REPUBLIKA.CO.ID, JAKARTA -- Sebanyak delapan guru besar dari sejumlah universitas di Indonesia menyatakan penolakannya terhadap rencana revisi UU Komisi Pemberantasan Korupsi (KPK).
Peneliti ICW, Emerson Yuntho meminta Presiden Joko Widodo (Jokowi) tidak abai terhadap pandangan para guru besar tersebut.
Menyoal revisi UU KPK, ia menilai sebaiknya Presiden Jokowi mengundang para guru besar dan akademisi untuk mendengarkan pandangan secara langsung mengenai revisi UU KPK.
"Pandangan mereka sudah tentu lebih objektif dan tidak punya kepentingan politik," katanya kepada Republika.co.id, Rabu (17/2).
Menurutnya pandangan para guru besar tersebut tentu akan berbeda dengan pendapat Menkopolhukam Luhut Panjaitan dan Wakil Presiden Jusuf Kalla (JK) maupun Menkum HAM Yasona Laoly yang niat dan pandangannya sudah tidak objektif. Karena, adanya keingingan dan kepentingan maupun misi partai tempat mereka berasal, yang ingin merevisi UU KPK.
Emerson menjelaskan, naskah revisi UU KPK yang saat ini beredar, lebih membawa kepentingan pimpinan dan kader partai politik yang selama ini terganggu dengan kewenangan KPK. Khususnya, kewenangan menyadap dan menindak.
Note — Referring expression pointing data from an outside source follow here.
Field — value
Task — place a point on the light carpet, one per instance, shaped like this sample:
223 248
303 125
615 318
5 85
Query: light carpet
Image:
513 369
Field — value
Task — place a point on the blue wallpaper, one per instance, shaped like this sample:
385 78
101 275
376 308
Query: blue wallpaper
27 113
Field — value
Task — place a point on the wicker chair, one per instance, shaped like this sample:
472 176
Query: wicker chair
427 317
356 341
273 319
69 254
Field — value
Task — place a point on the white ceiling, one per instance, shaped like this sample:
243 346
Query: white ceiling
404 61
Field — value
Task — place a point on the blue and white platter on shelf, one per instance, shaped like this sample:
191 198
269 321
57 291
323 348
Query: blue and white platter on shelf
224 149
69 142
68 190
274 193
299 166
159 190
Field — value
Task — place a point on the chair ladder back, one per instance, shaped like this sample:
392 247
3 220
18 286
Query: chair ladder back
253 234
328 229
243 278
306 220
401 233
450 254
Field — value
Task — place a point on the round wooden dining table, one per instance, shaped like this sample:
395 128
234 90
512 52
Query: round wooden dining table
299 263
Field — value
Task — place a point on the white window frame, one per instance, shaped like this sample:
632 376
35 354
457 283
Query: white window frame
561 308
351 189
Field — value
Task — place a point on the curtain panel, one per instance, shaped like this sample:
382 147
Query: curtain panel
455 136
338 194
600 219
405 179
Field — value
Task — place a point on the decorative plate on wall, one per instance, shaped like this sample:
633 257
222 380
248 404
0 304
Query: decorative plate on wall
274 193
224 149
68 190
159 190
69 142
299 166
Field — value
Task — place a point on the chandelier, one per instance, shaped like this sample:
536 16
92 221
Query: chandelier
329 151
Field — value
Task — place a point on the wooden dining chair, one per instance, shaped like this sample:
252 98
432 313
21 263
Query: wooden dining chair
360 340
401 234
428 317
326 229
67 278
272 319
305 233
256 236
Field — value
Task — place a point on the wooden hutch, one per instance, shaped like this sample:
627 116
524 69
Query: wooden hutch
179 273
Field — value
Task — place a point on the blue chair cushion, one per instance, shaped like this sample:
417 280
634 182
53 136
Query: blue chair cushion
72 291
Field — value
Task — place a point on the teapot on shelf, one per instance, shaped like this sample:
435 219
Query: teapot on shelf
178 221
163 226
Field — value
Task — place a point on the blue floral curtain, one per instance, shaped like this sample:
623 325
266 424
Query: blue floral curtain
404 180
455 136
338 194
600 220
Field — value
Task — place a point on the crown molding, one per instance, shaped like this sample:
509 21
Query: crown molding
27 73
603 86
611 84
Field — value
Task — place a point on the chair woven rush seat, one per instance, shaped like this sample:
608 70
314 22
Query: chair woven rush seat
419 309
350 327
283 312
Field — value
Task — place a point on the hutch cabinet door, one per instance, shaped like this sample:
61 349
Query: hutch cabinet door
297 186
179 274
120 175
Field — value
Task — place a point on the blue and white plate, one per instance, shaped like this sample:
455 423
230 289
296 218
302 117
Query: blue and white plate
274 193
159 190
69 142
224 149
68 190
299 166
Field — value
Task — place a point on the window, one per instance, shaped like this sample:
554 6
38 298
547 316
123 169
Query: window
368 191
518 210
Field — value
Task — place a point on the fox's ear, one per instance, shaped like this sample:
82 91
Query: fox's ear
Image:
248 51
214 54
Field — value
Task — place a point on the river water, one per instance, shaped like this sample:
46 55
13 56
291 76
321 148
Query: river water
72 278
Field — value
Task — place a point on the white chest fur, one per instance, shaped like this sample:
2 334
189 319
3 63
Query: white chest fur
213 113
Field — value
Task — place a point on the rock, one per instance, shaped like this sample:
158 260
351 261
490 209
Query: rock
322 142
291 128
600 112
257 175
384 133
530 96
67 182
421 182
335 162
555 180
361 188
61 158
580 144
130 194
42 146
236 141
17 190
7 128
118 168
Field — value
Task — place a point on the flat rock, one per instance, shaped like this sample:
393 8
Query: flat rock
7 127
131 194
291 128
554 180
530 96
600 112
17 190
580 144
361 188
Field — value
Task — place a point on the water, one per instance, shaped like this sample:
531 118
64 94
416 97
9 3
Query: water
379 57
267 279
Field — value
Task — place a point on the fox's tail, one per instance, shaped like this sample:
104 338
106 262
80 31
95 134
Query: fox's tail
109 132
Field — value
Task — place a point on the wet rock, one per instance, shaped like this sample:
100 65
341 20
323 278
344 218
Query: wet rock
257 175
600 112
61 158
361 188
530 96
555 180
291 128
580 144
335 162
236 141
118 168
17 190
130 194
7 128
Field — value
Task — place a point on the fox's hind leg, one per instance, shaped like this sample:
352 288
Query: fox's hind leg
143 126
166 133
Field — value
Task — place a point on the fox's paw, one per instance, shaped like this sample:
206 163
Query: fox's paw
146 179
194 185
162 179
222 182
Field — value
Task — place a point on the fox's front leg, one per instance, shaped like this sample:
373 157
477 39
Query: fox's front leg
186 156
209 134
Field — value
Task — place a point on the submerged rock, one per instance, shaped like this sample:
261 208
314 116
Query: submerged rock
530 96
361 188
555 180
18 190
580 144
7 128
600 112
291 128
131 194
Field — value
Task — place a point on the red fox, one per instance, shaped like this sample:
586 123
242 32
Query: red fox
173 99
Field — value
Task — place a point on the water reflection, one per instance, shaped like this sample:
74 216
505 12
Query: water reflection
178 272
Sebab, menurutnya KPK yang kuat tentu saja ancaman bagi para politisi. Sehingga, wajar bila misi revisi UU KPK lebih diarahkan kepada pengawasan dan pengendalian serta pelemahan KPK. Emerson meyakini, para koruptor pasti senang dan mendukung segala upaya pelemahan KPK, termasuk melalui revisi UU KPK.
"Jokowi sebaiknya menolak revisi UU KPK sesuai dengan saran para guru besar dan keinginan rakyat Indonesia. Jangan hanya dengarkan saran anak buah dan pimpinan partai yang belum tentu berjuang untuk kepentingan rakyat serta mendukung upaya pemberantasan korupsi," jelasnya.